India’s Sensex Slumps to 11-Month Low as Rupee Weakens to Record
Indian stocks tumbled for the third day, with the benchmark index poised for an 11-month low, after the nation’s currency sank to a record low.
State Bank of India plunged to its lowest level in more than four years, putting a gauge of 13 lenders on course to close at 17-month low. ITC Ltd. (ITC), India’s biggest cigarette maker which has the highest weighting on the benchmark stock index, dropped 2.5 percent. The rupee fell to an unprecedented 64.12 per dollar.
The S&P BSE Sensex retreated 1.1 percent to 18,111.65 at 10:09 a.m. in Mumbai. The 30-stock measure has slid 11 percent from this year’s high on July 23 amid concerns policy makers’ efforts to contain a record slump in the currency will hurt economic growth. Citigroup Inc. cut its year-end forecast for the Sensex to 18,900 from 20,800 in a report dated today.
Economic slowdown and a weak currency is hurting company earnings. Combined profits for the 30 companies in the Sensex increased 1.4 percent in the three months ended June compared with an estimate of 5.8 percent before the reporting season began, Bank of America analysts Jyotivardhan Jaipuria and Anand Kumar wrote in a report dated yesterday.
About 47 percent of Sensex companies that posted earnings for the June quarter missed analyst estimates. That compares with 27 percent for the March quarter, and 43 percent in the three months ended December, data compiled by Bloomberg show.
“It appears we’re not going to see any growth in earnings for this fiscal year” ending March 2014, Manish Sonthalia, who manages about $200 million in equities at Motilal Oswal Asset Management Co. in Mumbai, said in an interview to Bloomberg TV India today.
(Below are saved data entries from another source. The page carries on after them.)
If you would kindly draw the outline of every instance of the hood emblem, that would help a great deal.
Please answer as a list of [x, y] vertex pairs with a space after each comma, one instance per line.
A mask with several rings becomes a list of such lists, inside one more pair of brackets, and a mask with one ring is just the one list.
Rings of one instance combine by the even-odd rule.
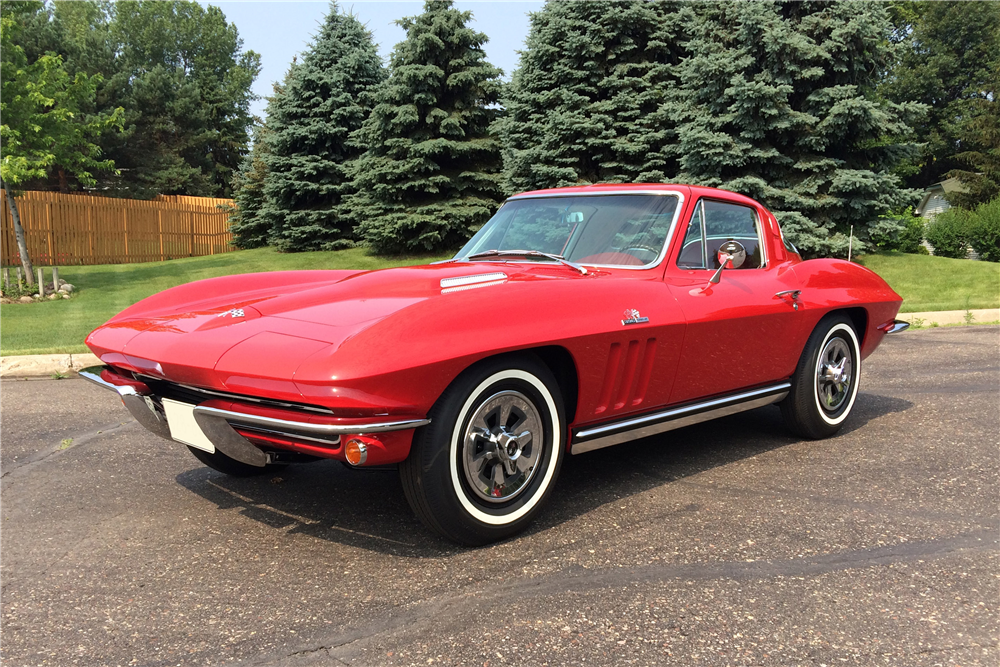
[[638, 310], [635, 308], [629, 308], [625, 311], [625, 319], [622, 320], [622, 326], [627, 327], [630, 324], [645, 324], [648, 321], [649, 318], [640, 315]]
[[216, 317], [225, 317], [226, 315], [231, 315], [233, 318], [237, 318], [237, 317], [243, 317], [244, 313], [242, 308], [232, 308], [224, 313], [219, 313], [218, 315], [216, 315]]

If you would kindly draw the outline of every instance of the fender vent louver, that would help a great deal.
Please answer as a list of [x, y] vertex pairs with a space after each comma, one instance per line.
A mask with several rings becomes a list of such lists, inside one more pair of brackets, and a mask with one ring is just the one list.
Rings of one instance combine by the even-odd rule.
[[[632, 409], [646, 400], [646, 389], [656, 359], [656, 339], [630, 340], [623, 354], [621, 343], [612, 343], [604, 370], [604, 384], [594, 414], [609, 409]], [[613, 403], [612, 403], [613, 399]]]

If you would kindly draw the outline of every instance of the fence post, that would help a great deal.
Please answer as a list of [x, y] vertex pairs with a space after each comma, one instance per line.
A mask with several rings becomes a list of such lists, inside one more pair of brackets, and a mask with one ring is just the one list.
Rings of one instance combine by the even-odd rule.
[[122, 207], [122, 226], [125, 228], [125, 260], [126, 262], [131, 259], [128, 256], [128, 209]]
[[52, 248], [52, 204], [45, 204], [45, 226], [47, 227], [45, 240], [49, 248], [49, 262], [55, 264], [56, 257]]
[[156, 230], [160, 235], [160, 261], [166, 259], [163, 256], [163, 210], [156, 209]]
[[188, 256], [194, 257], [194, 211], [188, 213], [191, 218], [191, 240], [188, 243]]
[[45, 296], [45, 277], [42, 267], [38, 267], [38, 296]]
[[[94, 264], [97, 263], [94, 257], [94, 207], [87, 207], [87, 241], [88, 247], [90, 248], [90, 261]], [[82, 262], [81, 262], [82, 263]]]
[[21, 285], [21, 281], [24, 280], [24, 276], [21, 275], [21, 267], [17, 267], [17, 284]]
[[53, 266], [52, 267], [52, 291], [53, 292], [58, 292], [59, 291], [59, 267], [58, 266]]
[[10, 267], [9, 266], [3, 267], [3, 284], [4, 284], [4, 287], [6, 287], [7, 289], [10, 289]]

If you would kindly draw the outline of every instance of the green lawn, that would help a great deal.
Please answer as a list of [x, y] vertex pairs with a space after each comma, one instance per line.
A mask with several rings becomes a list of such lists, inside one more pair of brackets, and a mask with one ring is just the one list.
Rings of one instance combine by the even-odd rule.
[[[277, 253], [269, 248], [149, 264], [60, 268], [80, 293], [72, 299], [0, 306], [0, 354], [86, 352], [83, 339], [136, 301], [181, 283], [256, 271], [379, 269], [444, 259], [387, 260], [362, 249]], [[926, 255], [866, 255], [859, 261], [902, 295], [902, 312], [1000, 307], [1000, 264]], [[48, 273], [46, 273], [48, 275]]]
[[[168, 287], [204, 278], [258, 271], [381, 269], [439, 259], [444, 257], [385, 259], [360, 248], [302, 253], [261, 248], [148, 264], [59, 267], [59, 277], [80, 293], [72, 299], [0, 306], [0, 354], [87, 352], [83, 339], [115, 313]], [[49, 279], [48, 271], [45, 276]]]
[[927, 255], [858, 258], [903, 297], [900, 312], [1000, 308], [1000, 263]]

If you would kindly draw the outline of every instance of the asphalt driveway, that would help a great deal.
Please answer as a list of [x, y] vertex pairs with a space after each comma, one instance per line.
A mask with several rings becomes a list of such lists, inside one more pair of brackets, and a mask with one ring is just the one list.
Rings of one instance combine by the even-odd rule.
[[526, 534], [394, 472], [230, 479], [82, 380], [0, 385], [15, 665], [1000, 662], [1000, 328], [887, 340], [838, 436], [770, 406], [570, 457]]

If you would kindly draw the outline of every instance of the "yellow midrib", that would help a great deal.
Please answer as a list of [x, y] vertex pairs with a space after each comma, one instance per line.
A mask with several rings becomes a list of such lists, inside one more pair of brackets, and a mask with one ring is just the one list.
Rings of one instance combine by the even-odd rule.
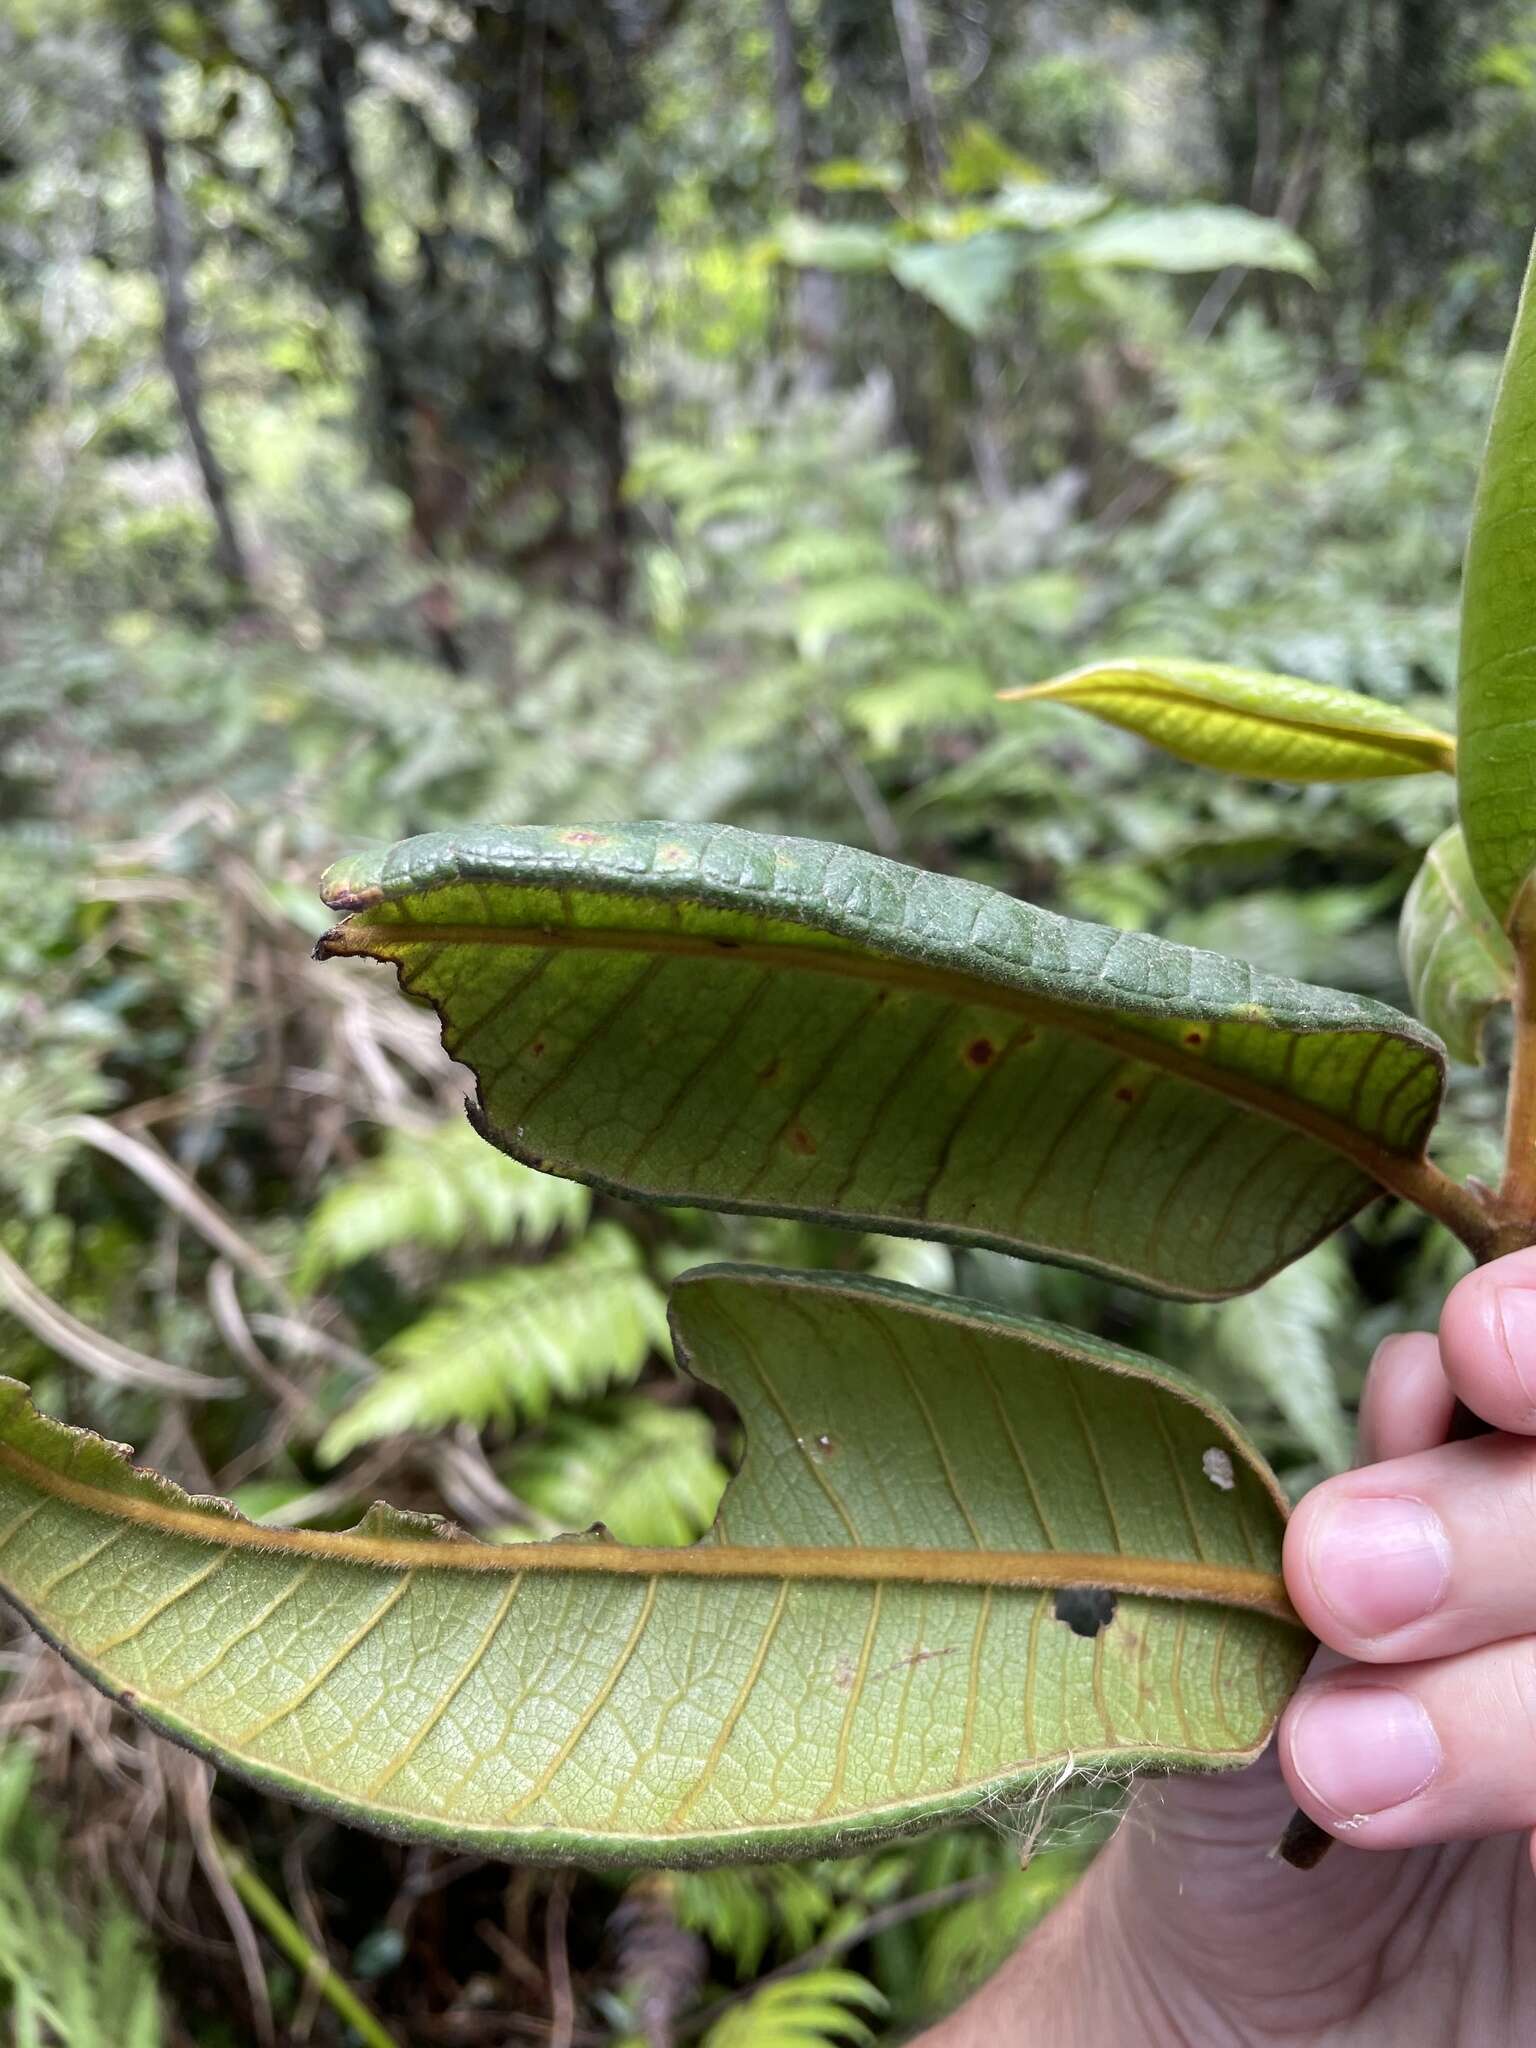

The Reserve Bank of India has since mid-July raised two interest rates, tightened lenders’ access to cash, increased duty on precious metal imports, targeted foreign-currency outflows and boosted efforts to lure investment to steady the weakening currency.
UBS AG says a drop in the currency to 70 per dollar is possible and Credit Suisse Group AG sees a decline to 65 as slow growth and a record current-account deficit leave Asia’s third-biggest economy vulnerable to outflows and as the U.S. prepares to pare monetary stimulus.
“The rupee is at the risk of completely losing its anchor,” Bhanu Baweja, the global head of emerging-market cross-asset strategy at UBS AG, said in an interview with Bloomberg TV India yesterday. “You’re in a situation where no rupee forecast is sacrosanct.”
The RBI estimates India’s economy may expand 5.5 percent in the year ending March 2014, compared with 5 percent in the previous 12-month period, the slowest in a decade. That trails the 10-year average of about 8 percent, as well as the performance of regional nations from Indonesia to the Philippines.
The Sensex has lost 7 percent this year and trades at 12.8 times projected 12-month earnings, compared with the MSCI Emerging Markets Index’s 9.9 times. The index’s 30-day volatility rose to the highest since April 2012 yesterday.
International investors sold a net $81 million of Indian (SENSEX) shares on Aug. 16, data from the regulator show. That pared this year’s inflow to $12.5 billion, the data show. Foreigners pulled $3 billion from stocks and bonds last month.